In recent days, Johnson’s attorney gave The Post a draft copy of her complaint, and Johnson and others connected to the lawsuit agreed to be interviewed.
Johnson said she began to consider coming forward in October 2016, after video surfaced of Trump bragging about kissing and groping women without their consent. That was the moment, she said, when she came to view the kiss as part of a pattern of Trump doing whatever he pleased to women.
She said she was nervous about speaking out but had come to regret having worked on the campaign. “I’ve tried to let it go,” she said, beginning to cry. “You want to move on with your life. I don’t sleep. I wake up at 4 in the morning looking at the news. I feel guilty. The only thing I did was show up for work one day.”
She said she talked to a few other lawyers as she considered her options before, in June of last year, finally hiring Hassan Zavareei, the Washington attorney bringing the lawsuit. Three months later, she moved to seal a years-old court case in which two family members had briefly sought a temporary restraining order against her. The family members joined her request to have the records sealed, documents show.

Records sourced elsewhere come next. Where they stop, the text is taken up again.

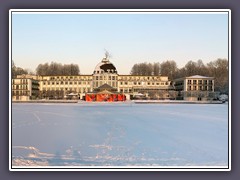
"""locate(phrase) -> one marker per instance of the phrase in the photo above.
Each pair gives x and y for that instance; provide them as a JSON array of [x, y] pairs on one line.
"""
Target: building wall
[[58, 87]]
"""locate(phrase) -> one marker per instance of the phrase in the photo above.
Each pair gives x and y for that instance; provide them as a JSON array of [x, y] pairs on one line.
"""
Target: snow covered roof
[[198, 77]]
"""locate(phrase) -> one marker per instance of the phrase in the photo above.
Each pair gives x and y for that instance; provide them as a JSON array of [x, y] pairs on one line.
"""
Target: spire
[[106, 58]]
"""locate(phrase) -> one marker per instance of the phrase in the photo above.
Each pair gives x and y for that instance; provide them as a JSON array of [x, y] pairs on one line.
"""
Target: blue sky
[[130, 38]]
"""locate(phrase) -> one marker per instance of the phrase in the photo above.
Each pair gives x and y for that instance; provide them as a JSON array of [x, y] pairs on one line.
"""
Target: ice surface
[[119, 134]]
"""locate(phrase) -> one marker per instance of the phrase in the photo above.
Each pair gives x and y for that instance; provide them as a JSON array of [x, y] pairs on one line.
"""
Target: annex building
[[105, 84]]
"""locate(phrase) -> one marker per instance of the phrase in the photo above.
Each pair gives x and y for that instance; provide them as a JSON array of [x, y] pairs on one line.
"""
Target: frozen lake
[[119, 134]]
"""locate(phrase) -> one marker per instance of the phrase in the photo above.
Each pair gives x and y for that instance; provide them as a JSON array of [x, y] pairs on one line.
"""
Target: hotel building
[[105, 80]]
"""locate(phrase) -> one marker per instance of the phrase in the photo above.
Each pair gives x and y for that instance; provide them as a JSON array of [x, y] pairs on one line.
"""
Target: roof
[[198, 77], [106, 66], [193, 77]]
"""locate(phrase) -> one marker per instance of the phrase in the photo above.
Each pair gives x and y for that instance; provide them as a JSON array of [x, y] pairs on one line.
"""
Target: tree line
[[217, 69]]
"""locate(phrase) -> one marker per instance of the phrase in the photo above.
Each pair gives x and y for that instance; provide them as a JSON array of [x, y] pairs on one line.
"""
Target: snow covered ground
[[119, 134]]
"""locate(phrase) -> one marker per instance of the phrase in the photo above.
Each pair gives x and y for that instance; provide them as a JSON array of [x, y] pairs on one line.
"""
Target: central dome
[[105, 66]]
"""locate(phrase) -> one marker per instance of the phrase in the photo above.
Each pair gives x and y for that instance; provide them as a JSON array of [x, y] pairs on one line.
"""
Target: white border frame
[[118, 11]]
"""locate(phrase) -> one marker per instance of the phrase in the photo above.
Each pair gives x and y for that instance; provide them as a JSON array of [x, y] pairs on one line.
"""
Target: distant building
[[195, 88], [25, 87], [105, 84]]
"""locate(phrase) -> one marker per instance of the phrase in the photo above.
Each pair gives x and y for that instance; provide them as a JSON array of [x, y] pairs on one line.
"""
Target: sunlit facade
[[106, 82]]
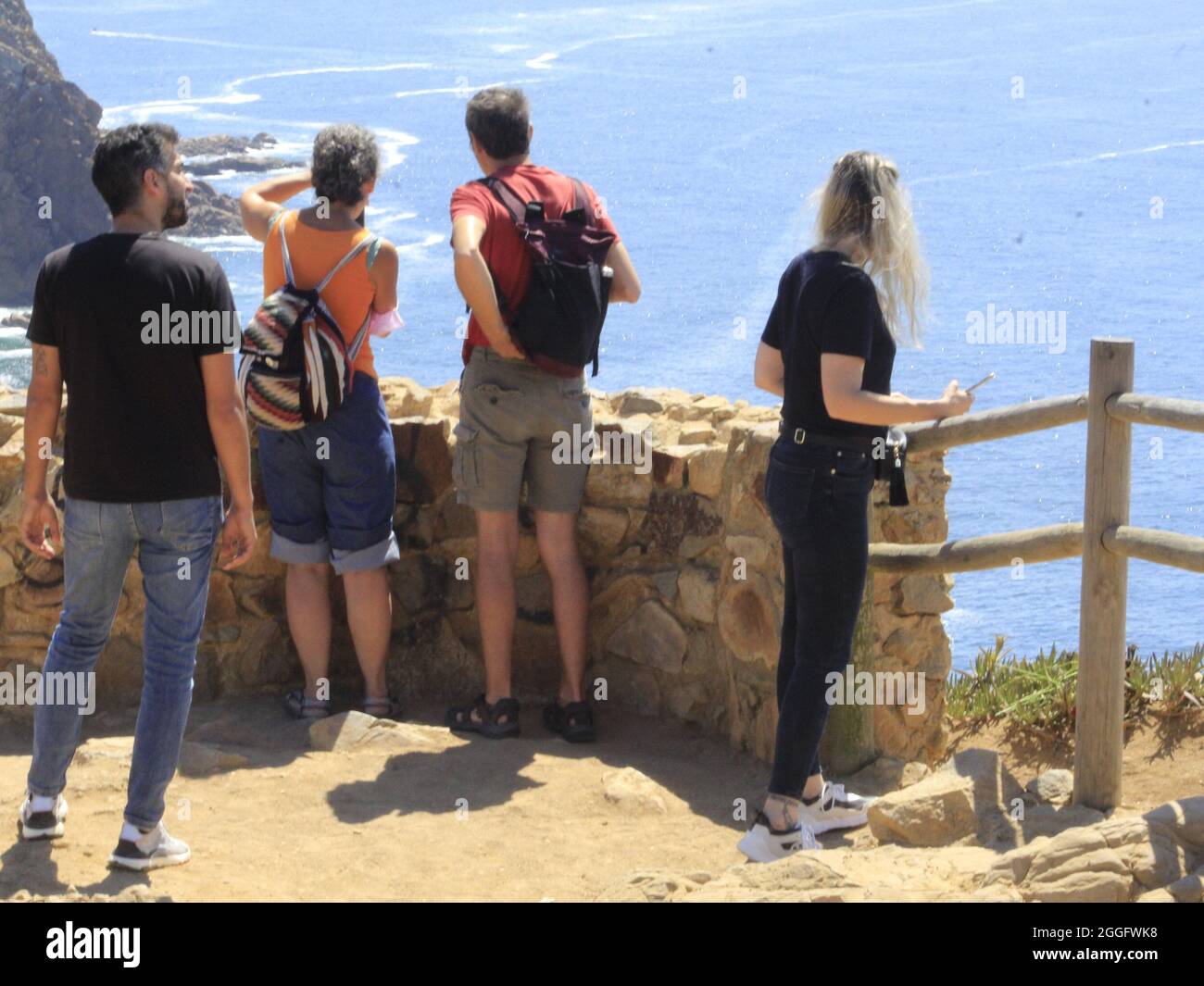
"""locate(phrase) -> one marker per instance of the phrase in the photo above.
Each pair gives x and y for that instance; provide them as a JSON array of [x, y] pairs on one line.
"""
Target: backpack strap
[[284, 245], [581, 200], [347, 259], [507, 196]]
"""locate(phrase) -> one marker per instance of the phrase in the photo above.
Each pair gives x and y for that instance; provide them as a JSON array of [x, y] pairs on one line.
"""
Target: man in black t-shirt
[[136, 327]]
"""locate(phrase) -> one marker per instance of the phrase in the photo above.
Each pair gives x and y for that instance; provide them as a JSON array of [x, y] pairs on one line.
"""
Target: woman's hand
[[955, 400]]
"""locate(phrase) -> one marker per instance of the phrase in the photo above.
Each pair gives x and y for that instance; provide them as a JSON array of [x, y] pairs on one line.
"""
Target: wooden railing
[[1104, 540]]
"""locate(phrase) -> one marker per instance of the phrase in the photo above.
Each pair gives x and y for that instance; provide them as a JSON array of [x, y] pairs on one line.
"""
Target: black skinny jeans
[[817, 496]]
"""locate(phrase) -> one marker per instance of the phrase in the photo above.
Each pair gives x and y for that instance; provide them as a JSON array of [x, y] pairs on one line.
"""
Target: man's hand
[[508, 348], [39, 517], [237, 537]]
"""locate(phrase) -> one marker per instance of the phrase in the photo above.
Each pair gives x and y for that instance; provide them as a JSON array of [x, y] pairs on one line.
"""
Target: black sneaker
[[573, 721], [152, 850], [43, 825]]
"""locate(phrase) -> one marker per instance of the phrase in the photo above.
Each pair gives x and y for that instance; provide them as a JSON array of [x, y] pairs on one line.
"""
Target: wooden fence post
[[1099, 718], [847, 741]]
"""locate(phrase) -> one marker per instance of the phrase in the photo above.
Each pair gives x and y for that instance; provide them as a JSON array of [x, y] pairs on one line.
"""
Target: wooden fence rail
[[1104, 540]]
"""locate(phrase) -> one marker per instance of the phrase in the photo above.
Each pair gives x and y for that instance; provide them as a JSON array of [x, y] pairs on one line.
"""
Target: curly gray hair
[[345, 156]]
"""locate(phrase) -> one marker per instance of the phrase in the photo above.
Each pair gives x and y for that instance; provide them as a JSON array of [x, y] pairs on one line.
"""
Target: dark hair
[[500, 119], [345, 156], [121, 157]]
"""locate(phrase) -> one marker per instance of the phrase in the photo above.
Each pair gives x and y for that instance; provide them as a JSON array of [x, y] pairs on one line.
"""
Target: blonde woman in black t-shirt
[[827, 351]]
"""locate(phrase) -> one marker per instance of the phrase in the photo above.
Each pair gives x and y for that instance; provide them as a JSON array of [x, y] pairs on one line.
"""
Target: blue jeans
[[818, 497], [175, 542]]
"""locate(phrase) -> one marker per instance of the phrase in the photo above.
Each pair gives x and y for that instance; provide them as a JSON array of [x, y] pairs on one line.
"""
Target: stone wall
[[684, 568]]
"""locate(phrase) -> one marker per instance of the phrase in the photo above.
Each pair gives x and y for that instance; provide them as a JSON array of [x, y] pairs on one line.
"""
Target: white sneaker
[[43, 825], [152, 850], [763, 844], [834, 809]]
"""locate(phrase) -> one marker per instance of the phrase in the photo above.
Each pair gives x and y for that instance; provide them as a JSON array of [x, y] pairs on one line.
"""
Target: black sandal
[[385, 706], [299, 706], [458, 718], [573, 721]]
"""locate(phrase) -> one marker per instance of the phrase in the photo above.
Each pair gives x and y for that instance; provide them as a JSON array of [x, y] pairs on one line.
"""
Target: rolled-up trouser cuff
[[299, 553], [366, 559]]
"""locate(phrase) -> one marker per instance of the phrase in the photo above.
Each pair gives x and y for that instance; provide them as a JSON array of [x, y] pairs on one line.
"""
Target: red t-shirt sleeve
[[600, 213], [470, 200]]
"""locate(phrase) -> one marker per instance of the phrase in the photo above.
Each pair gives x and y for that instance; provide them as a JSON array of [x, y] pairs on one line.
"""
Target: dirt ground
[[1163, 757], [438, 817]]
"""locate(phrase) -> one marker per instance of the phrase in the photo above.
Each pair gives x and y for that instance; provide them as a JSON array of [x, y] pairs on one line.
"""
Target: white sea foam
[[115, 116], [1107, 156], [430, 240], [329, 70], [176, 40]]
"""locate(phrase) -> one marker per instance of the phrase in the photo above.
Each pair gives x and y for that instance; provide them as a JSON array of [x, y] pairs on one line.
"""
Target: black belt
[[889, 465], [806, 436]]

Johnson, a 43-year-old mother of four, does not have a long history of political activism. She registered as a Democrat in California several years ago. She said she voted for Barack Obama in 2008 and 2012 but thought Trump might be able to use his business experience to help struggling black communities.
Johnson got interested in the Trump campaign through her stepfather, Jacob Savage, a retired microbiology professor who said he has been active in Republican politics for decades. She met Trump at a November 2015 rally in Birmingham, Alabama, where Johnson said the candidate looked her up and down. “Oh, beautiful, beautiful, fantastic,” he said, according to the lawsuit.
She said she looked past the comment and, two months later, took a job as the campaign’s director of outreach and coalitions in Alabama. Johnson said she thought she could put her background in human resources and event planning to use on a political campaign.